Sinsinawa
Spectrum
A Congregation News Magazine
Celebrating Mother Emily and Mother Samuel
by Priscilla Wood, OP
Mother Emily Power

Mother Samuel Couglin
How do the lives of two Dominican Sisters―Mother Emily Power, OP, who died 100 years ago Oct. 16, and Mother Samuel Coughlin, OP, who died 50 years ago on Oct. 17―connect with our lives today? These women graced us with their spirit, faith, vision, and commitment to excellence in education.
Ellen Power, born in Ireland, immigrated at age 8 to the United States with her family under harsh circumstances. Entering the United States through New Orleans, she lost her father to cholera in St. Louis and finally found a home near Sinsinawa Mound. Father Samuel Mazzuchelli, OP, told Ellen’s mother, “Bring all your girls to my school in Benton.” At age 13, in 1857, Ellen went to St. Clara Academy and excelled in academics, especially math; showed amazing leadership skills; and, upon graduation, joined the Sisters, as had two of her sisters before her, making her profession as Sister Emily to Father Samuel in 1862. Within five years at age 23, upon the death of Regina Mulqueeny, OP, Emily Power was elected Prioress of the 30 Sisters. She was chosen as Prioress at every election until her death 42 years later. Emily was a living link to Father Samuel and the first Sisters. As Eva McCarty, OP, wrote in her history of the Congregation, “Through all the struggles, the trials, the inevitable changes of the swiftly passing years, the spirit of Father Samuel and his pioneer band had endured and was passed on to those who could know it only as tradition, but tradition which would always have power to vivify and to renew.”
This was Mother Emily’s legacy―that she who had absorbed Father Samuel’s vision, his belief in the need for excellence in education, his sense of social justice, his love of the Church despite its faults, his compassion, and his joyful spirit, all meshed with her own resiliency, intelligence, faith, and humor. She continually led the Congregation in that vision.

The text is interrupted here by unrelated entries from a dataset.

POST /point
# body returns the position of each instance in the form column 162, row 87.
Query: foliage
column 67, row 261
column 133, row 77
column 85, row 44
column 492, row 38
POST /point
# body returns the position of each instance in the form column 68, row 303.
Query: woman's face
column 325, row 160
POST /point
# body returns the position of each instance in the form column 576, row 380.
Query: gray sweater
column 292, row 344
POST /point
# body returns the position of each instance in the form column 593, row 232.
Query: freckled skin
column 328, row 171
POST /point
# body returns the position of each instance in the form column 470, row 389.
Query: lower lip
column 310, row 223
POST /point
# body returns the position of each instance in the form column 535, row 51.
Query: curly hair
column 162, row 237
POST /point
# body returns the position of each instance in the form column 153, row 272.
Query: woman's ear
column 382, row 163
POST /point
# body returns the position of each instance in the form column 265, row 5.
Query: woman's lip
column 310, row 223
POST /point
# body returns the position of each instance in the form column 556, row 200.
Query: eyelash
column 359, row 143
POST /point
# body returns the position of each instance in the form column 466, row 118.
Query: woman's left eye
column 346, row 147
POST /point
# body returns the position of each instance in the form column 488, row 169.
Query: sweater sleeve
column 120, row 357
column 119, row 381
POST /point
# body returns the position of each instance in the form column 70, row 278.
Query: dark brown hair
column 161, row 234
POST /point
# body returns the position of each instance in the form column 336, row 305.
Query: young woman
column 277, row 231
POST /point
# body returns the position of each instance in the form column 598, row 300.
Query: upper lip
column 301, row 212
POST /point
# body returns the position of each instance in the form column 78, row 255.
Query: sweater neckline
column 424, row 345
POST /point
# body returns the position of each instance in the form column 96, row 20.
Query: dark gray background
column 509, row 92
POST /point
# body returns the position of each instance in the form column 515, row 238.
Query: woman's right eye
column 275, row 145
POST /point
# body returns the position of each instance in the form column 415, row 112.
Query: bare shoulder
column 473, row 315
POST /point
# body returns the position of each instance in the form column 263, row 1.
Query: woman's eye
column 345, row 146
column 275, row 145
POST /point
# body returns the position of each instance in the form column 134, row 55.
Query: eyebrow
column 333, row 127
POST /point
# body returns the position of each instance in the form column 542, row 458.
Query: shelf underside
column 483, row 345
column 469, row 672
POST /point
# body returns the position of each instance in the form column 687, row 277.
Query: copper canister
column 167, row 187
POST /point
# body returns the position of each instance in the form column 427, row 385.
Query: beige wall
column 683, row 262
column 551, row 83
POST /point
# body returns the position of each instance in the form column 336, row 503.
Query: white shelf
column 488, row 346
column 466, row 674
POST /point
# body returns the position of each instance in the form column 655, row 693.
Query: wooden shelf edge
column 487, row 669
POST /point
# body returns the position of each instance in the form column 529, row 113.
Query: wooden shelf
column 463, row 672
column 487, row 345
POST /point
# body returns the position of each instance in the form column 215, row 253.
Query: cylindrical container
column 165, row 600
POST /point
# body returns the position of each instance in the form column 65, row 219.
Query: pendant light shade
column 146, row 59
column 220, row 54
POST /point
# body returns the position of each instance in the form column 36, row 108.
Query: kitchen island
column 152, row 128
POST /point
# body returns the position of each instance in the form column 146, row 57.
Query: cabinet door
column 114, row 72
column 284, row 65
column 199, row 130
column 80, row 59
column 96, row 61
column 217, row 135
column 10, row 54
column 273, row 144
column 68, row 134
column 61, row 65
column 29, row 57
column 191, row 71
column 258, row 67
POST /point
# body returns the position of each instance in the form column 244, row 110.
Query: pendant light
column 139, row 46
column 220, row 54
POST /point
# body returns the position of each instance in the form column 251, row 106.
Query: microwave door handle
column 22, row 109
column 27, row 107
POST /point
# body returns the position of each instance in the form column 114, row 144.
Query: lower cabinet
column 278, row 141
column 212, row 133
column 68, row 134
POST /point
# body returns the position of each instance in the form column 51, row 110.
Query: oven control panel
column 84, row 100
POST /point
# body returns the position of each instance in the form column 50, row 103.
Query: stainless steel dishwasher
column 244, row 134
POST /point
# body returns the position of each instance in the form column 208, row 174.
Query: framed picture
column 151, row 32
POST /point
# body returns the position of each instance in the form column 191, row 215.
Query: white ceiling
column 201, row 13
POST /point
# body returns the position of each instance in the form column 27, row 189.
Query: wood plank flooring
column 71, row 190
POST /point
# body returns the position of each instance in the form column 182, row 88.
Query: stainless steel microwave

Ellen Coughlin was born in Faribault, MN, in 1868. She met the Sinsinawa Dominicans at Bethlehem Academy. Her mentor, who shared with her the stories and spirit of Father Samuel and the early Sisters was Mother Emily’s sister Gertrude Power, OP. Ellen entered the Congregation upon her graduation and made profession as Sister Samuel. In 1904 Mother Emily, having experienced Sister Samuel’s skills in so many areas, asked her to serve as Prioress of the Motherhouse, which also meant she was Directress of the academy and college. She also served on the General Council as Vicaress, and, when Emily died in 1909, Mother Samuel became Prioress of the Congregation. She was elected to that position for the next 40 years, finally asking the Sisters to allow her to retire in 1949 at age 81. From her diary and letters, we know there were times she struggled with that position of leadership, feeling unworthy and unqualified. But the community never knew that―they believed in her.
Emily Power and Samuel Coughlin―two girls named Ellen who encountered the Spirit of God in the lives of frontier women who in turn caught the fire of the mission of the Order of Preachers. In their combined 82 years of leadership, they served the people of God and their Sisters with grace and incredible love. Their legacy lives on in the spirit and vision of this Congregation, for all who take their tradition and use its power to vivify and renew the mission into the future.